L'entrepreneur, lui, estime avoir rempli sa part du contrat. Il saisit le tribunal pour obtenir le paiement de ce qui lui est dû. Le maître d'ouvrage réplique en invoquant l'article 1794 du Code civil, qui dispose : « Le maître peut résilier, par sa volonté seule, le marché à forfait, quoique l'ouvrage soit déjà commencé, en dédommageant l'entrepreneur de toutes ses dépenses, de tous ses travaux et de tout ce qu'il aurait pu gagner dans cette entreprise. » Autrement dit, le client peut toujours mettre fin au contrat, mais il doit payer intégralement ce que l'entrepreneur a déjà fait ET ce qu'il aurait gagné si le chantier était allé à son terme.
L'affaire arrive devant la cour d'appel de Chambéry.

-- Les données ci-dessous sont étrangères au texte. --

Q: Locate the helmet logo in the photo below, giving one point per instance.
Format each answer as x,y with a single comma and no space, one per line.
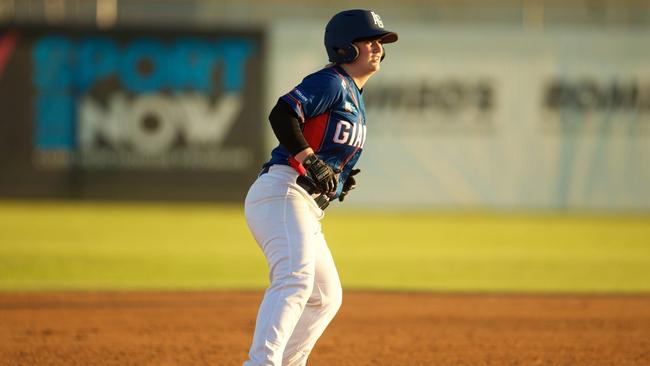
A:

Les juges constatent, par un constat d'huissier du 10 février 1972, que les travaux sont « pratiquement achevés » au moment où le propriétaire dénonce le contrat. L'entrepreneur a exécuté ses engagements. La cour rejette donc la demande de résiliation et condamne Robbez-Masson à payer le solde.
Ce dernier se pourvoit en cassation. Il soutient que l'article 1794 lui donne un droit absolu de résilier, quel que soit l'état d'avancement. Mais la Cour de cassation ne le suit pas : elle approuve la cour d'appel, estimant que la dénonciation tardive ne peut entraîner la résiliation. L'arrêt est confirmé.
Le raisonnement de la juridiction — décortiqué
Le cœur du débat porte sur l'interprétation de l'article 1794 du Code civil. Ce texte offre au maître d'ouvrage un droit de résiliation unilatérale (appelé « faculté de dédit ») : même si le chantier a commencé, il peut y mettre fin, à condition d'indemniser l'entrepreneur. Mais ce droit n'est pas absolu. Les juges ont estimé que lorsque les travaux sont « pratiquement achevés », l'abus de droit peut être invoqué.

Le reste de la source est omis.